In this part 2 post I wanted to explore the way to trigger the spark job I created in part 1 which was able to process my capture files.
I wanted to look into using a storage event trigger for the capture files being written and then have this trigger a data flow pipeline which processes that file.
If we go back to my diagram from part 1 we are really looking at the section in red.
I have my events coming into the event hub from my Logic App simulating the data being written to the event hub regularly and then I am ending up with the data in avro files being written to the landing area as shown below.
If you notice from the path the data goes to the folder as per the capture path:
In the previous post I developed a spark job which was exploring the processing of data, splitting it based on the message type property on the event hub message and moving data to a different folder in the data lake so it was grouped by message type and was in parquet format.
What I wanted to do now is work out how to trigger the processing each time a file is written to storage by capture.
Investigating the documentation it seems like the best way to do this is to create a data flow pipeline in Synapse which subscribes to storage events on the data lake and then when the pipeline runs it will trigger the notebook to process the file.
In the rest of this process I will walk through how I did this.
Step 1 – Setup RBAC for Event Subscription
I was stumped by this for a while later in my proof of concept and the documentation does cover this but its not that clear or obvious so I want to get this up front so you dont have problems with it later.
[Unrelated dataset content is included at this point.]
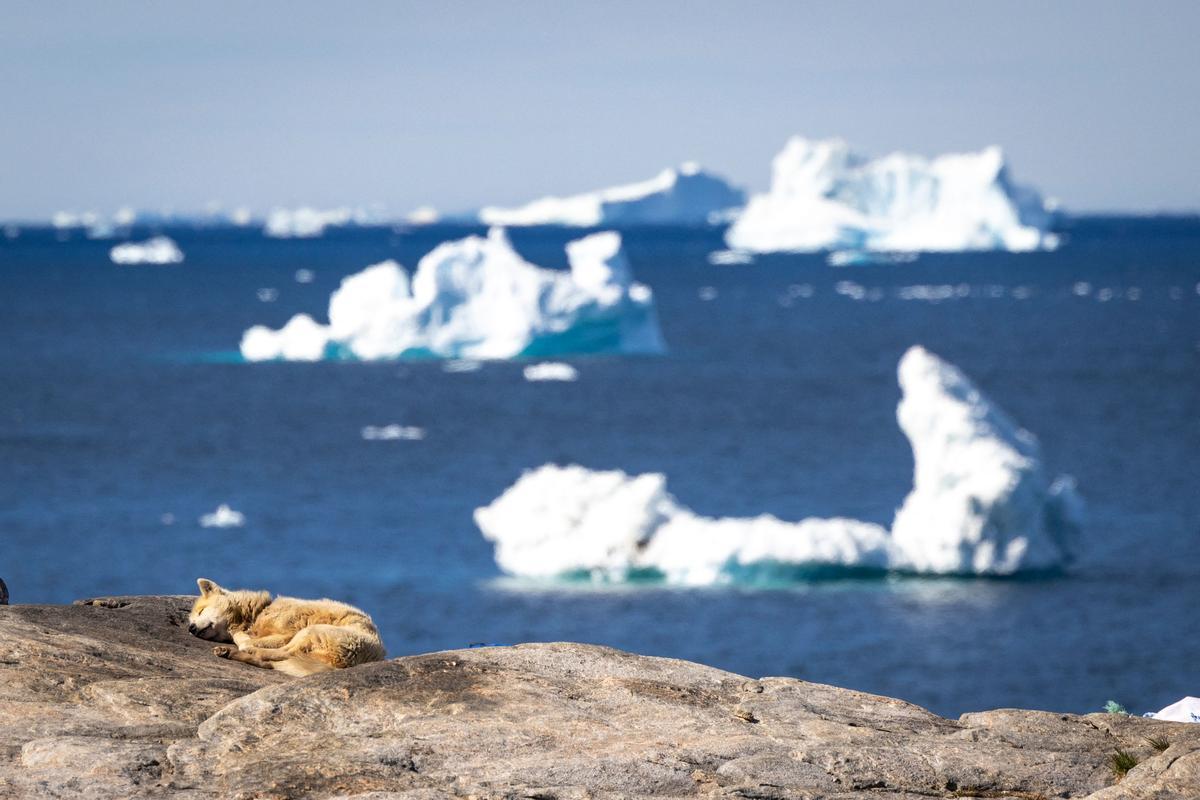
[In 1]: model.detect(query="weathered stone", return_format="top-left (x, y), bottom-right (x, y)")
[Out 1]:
top-left (0, 597), bottom-right (1200, 800)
When we setup the trigger for the job and publish it, unless you already have it configured you will probably have a failure registering the event grid subscription. Now what happens here is the publish of your pipeline will create an event grid topic in your resource group and subscribe to the storage events for you. The act of publishing can fail if the appropriate permissions are not already in place.
The microsoft documentation for this is here:
I kept getting the following message
The client '[guid]' with object id '[object id]' does not have authorization to perform action 'Microsoft.EventGrid/eventSubscriptions/write' over scope ' /subscriptions/[sub]/resourceGroups/SynapsePOC/providers/Microsoft.Storage/storageAccounts/blogmsdemodl/providers /Microsoft.EventGrid/eventSubscriptions/[guid]' or the scope is invalid. If access was recently granted, please refresh your credentials.
I tried setting up permissions for my user and the synapse workspace managed identity but none of that worked. When I investigated I found that the client id guid actually related to an Azure AD enterprise application for Azure Data Factory as below:
Im assuming this is setup behind the scenes. I gave this app the contributor role on the storage account as per the documentation where it says “the account running the service”.
There is an option to allow a tighter permission around the event grid permission if you want to do lower priveledge.
Step 2 – Modify the Spark Notebook
The spark notebook I made in the previous post was going to need some changes to work with this scenario. The main difference is that rather than processing a bunch of folders and files within them, this time I want to process a specific file which got created. I also need the notebook to be callable from the pipeline and to be passed in some information from the event. Lets walk through the notebook.
First off I have a parameters section which lets me setup parameters which will be passed in by the pipeline. Ive also set some defaults to help me develop the notebook so it will point to a specific file I want to process.
Next up I wanted to visualise my parameters for troubleshooting and I also needed to parse the input folder path which will come from the storage event. When we read the file later the path for the spark read is different to the path coming from the event so I needed to extract the container name from the path and get the rest of the relative path.
You can see the above section produces this
Next I needed to process the relative path to extract the date info so I can use it for partitioning later in the notebook. There are probably bettwe ways to do this but I ended up creating a data frame and using pyspark.sql to extract the date info using regular expressions.
This section produces this output
You can see on the right of the picture the columns for my dates which have been extracted from the path.
Next up I am going to do the read. The change from the original notebook is now instead of reading all files in a folder structure I want to read a specific file. I pass in the path for the specific file and print the data frame schema.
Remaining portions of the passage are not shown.